Natural disease history and characterisation of SUMF1 molecular defects in ten unrelated patients with multiple sulfatase deficiency

Abstract

Background: Multiple sulfatase deficiency is a rare inherited metabolic disorder caused by mutations in the SUMF1 gene. The disease remains poorly known, often leading to a late diagnosis. This study aimed to provide improved knowledge of the disease, through complete clinical, biochemical, and molecular descriptions of a cohort of unrelated patients. The main objective was to identify prognostic markers, both phenotypic and genotypic, to accelerate the diagnosis and improve patient care.

Methods: The phenotypes of ten unrelated patients were fully documented at the clinical and biochemical levels. The long-term follow-up of each patient allowed correlations of the phenotypes to the disease outcomes. Each patient's molecular defects were also identified. Site-directed mutagenesis was used to individually express the mutants and assess their stability. Characterisation of the protein mutants was completed by in silico analyses based on sequence comparisons and structural models.

Results: The most severe cases were characterised by the presence of non-neurological symptoms as well as the occurrence of psychomotor regression before 2 years of age. Nine novel SUMF1 mutations were identified. Clinically severe forms were often associated with SUMF1 mutations that strongly affected the protein stability and/or catalytic function as predicted from in silico and western blot analyses.

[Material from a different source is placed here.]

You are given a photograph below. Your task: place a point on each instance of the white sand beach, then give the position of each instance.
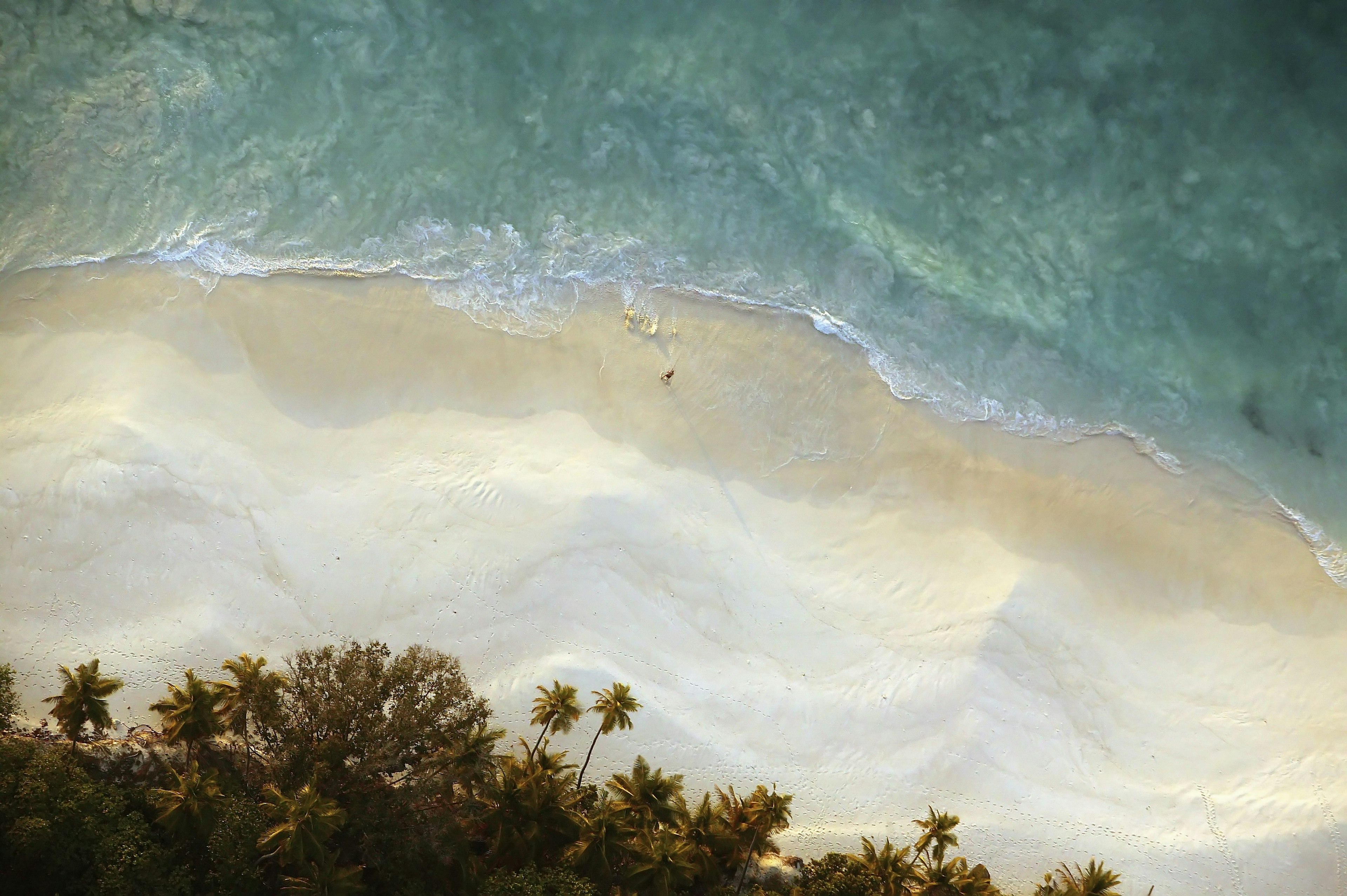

Conclusions: This detailed clinical description and follow-up of a cohort of patients, together with the molecular characterisation of their underlying defects, contribute to improved knowledge of multiple sulfatase deficiency. Predictors of a bad prognosis were the presence of several non-neurological symptoms and the onset of psychomotor regression before 2 years of age. No strict correlation existed between in vitro residual sulfatase activity and disease severity. Genotype-phenotype correlations related to previously reported mutants were strengthened. These and previous observations allow not only improved prediction of the disease outcome but also provision of appropriate care for patients, in the expectation of specific treatment development.

Figure 1

Western blot analysis of overexpressed wild-type and mutant FGE. Lysates of HEK293T cells transiently transfected with a vector encoding C-terminally flagged wt or mutant FGE (25 μg protein) were assessed for FGE expression by Western-blot. Upper panel: FGE. Lower panel: loading control. NT, not transfected; DUP, p.V174-P318dup.

Figure 2

Representation of FGE and the main mutated residues identified in this and previous studies. Cartoon representation of the FGE structure (PDB code 1Y1E) with helices in blue, beta-strands in violet, and loops in yellow. Represented in ball-and-stick and labelled are (i) essential or important residues for substrate binding and catalytic activity (orange carbon atoms), (ii) residues whose mutations have been previously described (magenta carbon atoms) [6,16,17,27], and (iii) newly identified mutations (cyan carbon atoms). N, O, and S atoms are in blue, red, and green, respectively. The two structural calcium ions are also represented (green spheres).

Figure 3

Structural modifications of FGE due to mutations identified in MSD patients. Details of the conformation of wt (left panel) and mutant (right panel) FGE are shown for three missense mutations: p.R343S (A); p.A298E (B) and p.N259S (C).